The technology-driven insurer and subsidiary of HCI Group launched the first phase of its nationwide expansion with the announcement this week that it will begin applying to offer homeowners coverage in 20 states outside of Florida. Those states include: Arkansas, Colorado, Georgia, Idaho, Illinois, Indiana, Iowa, Maine, Massachusetts, Michigan, Mississippi, Montana, Nevada, New Mexico, South Carolina, South Dakota, Tennessee, Utah, West Virginia and Wisconsin.
According to Paresh Patel, HCI founder and CEO, the timing was right to begin the national expansion as TypTap continues to see positive growth and is set to become a $100 million company in Florida by the end of 2020, with 80% of its premium coming from its homeowners business.
TypTap considers itself an insurtech and refers to its technology process as “positive underwriting” to streamline the underwriting and sales process.

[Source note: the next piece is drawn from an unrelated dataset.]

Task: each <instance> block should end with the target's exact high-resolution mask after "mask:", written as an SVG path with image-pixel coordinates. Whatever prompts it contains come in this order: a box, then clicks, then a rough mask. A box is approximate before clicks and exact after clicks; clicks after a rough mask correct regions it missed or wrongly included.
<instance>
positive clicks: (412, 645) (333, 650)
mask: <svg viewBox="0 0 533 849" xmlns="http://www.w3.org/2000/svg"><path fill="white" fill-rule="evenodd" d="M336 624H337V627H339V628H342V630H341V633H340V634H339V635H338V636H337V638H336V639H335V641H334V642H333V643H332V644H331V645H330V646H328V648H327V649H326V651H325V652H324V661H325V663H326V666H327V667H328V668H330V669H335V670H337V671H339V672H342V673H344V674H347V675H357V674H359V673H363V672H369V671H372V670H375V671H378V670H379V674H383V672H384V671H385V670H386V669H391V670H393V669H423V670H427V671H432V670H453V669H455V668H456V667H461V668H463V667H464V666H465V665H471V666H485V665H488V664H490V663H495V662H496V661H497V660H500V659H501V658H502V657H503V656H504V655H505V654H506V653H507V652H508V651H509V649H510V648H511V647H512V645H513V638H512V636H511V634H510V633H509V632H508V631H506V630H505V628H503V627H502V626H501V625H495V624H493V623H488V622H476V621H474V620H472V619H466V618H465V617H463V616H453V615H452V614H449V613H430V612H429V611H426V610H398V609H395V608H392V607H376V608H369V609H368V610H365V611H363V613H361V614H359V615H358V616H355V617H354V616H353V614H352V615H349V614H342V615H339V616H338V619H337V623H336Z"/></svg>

Patel said the company’s reliance on technology to quote, underwrite and issue policies has proven successful and it has since realized that “this is how things will be done a decade from now.”

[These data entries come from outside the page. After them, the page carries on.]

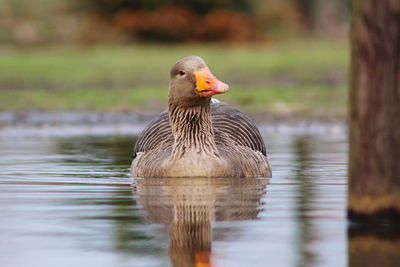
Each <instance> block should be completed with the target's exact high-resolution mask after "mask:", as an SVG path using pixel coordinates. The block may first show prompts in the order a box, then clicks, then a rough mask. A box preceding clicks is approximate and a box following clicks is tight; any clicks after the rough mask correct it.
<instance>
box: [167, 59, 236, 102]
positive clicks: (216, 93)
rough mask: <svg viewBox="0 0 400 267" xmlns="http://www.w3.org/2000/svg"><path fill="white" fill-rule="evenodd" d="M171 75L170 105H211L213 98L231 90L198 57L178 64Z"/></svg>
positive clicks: (173, 68)
mask: <svg viewBox="0 0 400 267" xmlns="http://www.w3.org/2000/svg"><path fill="white" fill-rule="evenodd" d="M170 75H171V80H170V84H169V93H168V101H169V103H170V104H174V105H178V106H182V107H190V106H196V105H201V104H203V103H209V102H210V99H211V96H213V95H215V94H221V93H225V92H226V91H228V90H229V86H228V85H227V84H226V83H223V82H221V81H220V80H218V79H217V78H216V77H215V76H214V75H213V74H212V73H211V71H210V70H209V68H208V67H207V65H206V63H205V62H204V60H203V59H201V58H200V57H198V56H189V57H185V58H182V59H181V60H179V61H178V62H176V63H175V64H174V66H173V67H172V69H171V72H170Z"/></svg>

“We started out eight years ago and said, ‘how will insurance be done some distance in the future?’… and we basically assembled it,” Patel said. “We’ve now seen it work in Florida with two very different product lines – homeowners and flood – and we therefore know the technology works.”
Patel said the company has field-tested its product capabilities and systems technologies and has “gathered enough evidence in Florida, which is obviously a very difficult place to do business in, to say that it works so we are now spreading it to the rest of the country.”
Florida’s market challenges have been well documented in recent years. Litigation has driven up Florida domestic carrier losses and reinsurance rates, and thus homeowners premiums. But starting a flood insurance and homeowners insurance company and getting hit by four hurricanes in four years was also a big hurdle for a new company to overcome, Patel said.
Like many Florida insurers, the company has had to respond to the challenges in the Florida market. HCI announced in August when reporting its second quarter results that TypTap had implemented a 20% increase for its flood insurance product on July 15, 2020 and had applied for a 12-14% rate increase for its homeowners’ insurance product. The rate increase was expected to go into effect before the end of the year, if approved.
The increased reinsurance costs forced the company “reluctantly to seek rate increases,” Patel said then.
Still, the company has remained profitable and Patel says that’s a testament to how its technology has been successful.
“At the end of it, TypTap is still there and it’s still healthy, which says it seems to be doing something right in terms of underwriting and selecting the right risks,” he said. “The technology is basically doing that, and the results speak for themselves.”
Florida also isn’t the only state that has issues, Patel noted. Moving forward with its expansion into new states, TypTap will be open-minded in its approach and for now plans to stick to just offering homeowners coverage and not flood, though Patel expects the company will eventually offer flood coverage as well.
TypTap’s homeowners offering will be similar to what is available in Florida, but there will be nuances based on each individual state’s needs and legal requirements, Patel said. The company will gradually launch in its chosen states as it receives regulatory approval and appoints agents.
Despite TypTap falling under the insurtech umbrella, Patel said the company is “very agent friendly.” Agents that would like to be appointed by TypTap can reach out via its website and when it begins operating in their particular state the company will begin the appointment process. Currently, 90% of TypTap’s business comes from agents, which Patel said differentiates the company from other large insurtechs that are moving to push agents out of the equation.
“We have a viewpoint that agents add value,” Patel said. “That’s a philosophical difference that’s pretty big.
“In a competitive industry, opinions vary. Everybody has a different philosophy as to how you build a better insurance company,” he said. “We’ve stayed true to what we thought were the key items. And we’re confident that it’s working and we’re expanding.”